Anyway, I was trying to read The Day of the Triffids by John Wyndham, when a man came by and said, 'Is that your mobile ringing?' I looked up from my book, noticed that a mobile WAS ringing, and said, 'No, that's not my ring.' The ringing stopped, and he went back to his seat.

I returned to my reading and read about how the UK, after World War II, didn't have enough food, and bought some of Lysenko's triffids to provide them with a cheap and plentiful vegetable oil that was great tasting and also had all the essential vitamins one needed. (Before the triffids, the Brits had been using fish oil to fry everything, so everything tasted fishy.)

The mobile started ringing again, and I went to where it seemed to be coming from. I looked under the seats and between the seats, but didn't see any lost mobiles. The mobile stopped, and I went back to my own seat and back to John Wyndham, who explained that, for maximum oil production, the triffids had to be allowed to keep their poison sting, and one of them had stung the narrator and left him blind for a couple of weeks, so he'd missed a beautiful meteor shower.

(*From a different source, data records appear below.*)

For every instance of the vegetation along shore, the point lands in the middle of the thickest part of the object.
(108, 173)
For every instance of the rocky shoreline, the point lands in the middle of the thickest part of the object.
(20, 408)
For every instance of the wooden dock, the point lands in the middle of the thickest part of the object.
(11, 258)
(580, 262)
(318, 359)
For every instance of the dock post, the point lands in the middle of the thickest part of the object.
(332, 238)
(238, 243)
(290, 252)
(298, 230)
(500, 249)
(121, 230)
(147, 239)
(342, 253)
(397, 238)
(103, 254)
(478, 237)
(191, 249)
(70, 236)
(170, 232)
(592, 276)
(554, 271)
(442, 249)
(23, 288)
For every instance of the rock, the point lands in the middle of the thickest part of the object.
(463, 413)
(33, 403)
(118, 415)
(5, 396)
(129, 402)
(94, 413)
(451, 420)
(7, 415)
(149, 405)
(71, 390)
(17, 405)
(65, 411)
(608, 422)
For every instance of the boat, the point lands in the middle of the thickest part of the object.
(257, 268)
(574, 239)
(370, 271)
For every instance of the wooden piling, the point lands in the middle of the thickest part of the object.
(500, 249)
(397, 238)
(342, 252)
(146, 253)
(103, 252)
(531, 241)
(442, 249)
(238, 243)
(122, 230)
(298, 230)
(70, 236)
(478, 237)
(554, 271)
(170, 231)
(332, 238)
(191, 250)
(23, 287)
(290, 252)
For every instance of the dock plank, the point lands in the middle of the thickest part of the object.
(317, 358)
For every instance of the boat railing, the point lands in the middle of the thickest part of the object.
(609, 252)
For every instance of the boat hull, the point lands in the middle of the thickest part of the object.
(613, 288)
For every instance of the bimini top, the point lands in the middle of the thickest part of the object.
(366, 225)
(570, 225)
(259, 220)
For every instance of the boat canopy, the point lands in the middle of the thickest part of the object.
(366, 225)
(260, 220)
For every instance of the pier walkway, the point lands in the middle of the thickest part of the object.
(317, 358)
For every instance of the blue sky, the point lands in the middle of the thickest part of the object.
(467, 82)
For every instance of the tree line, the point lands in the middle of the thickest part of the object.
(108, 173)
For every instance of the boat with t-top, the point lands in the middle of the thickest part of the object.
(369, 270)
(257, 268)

The mobile started ringing a third time, and the person who was searching for it walked past me. I noticed that the ring, when he was in front of me, was in front of me, and that the ring, when he was in back of me, was in back of me.

'The mobile is with you,' I told him. He searched his pockets and found the mobile. His problem was solved.

But I'm still not sure what the UK will do with the triffids.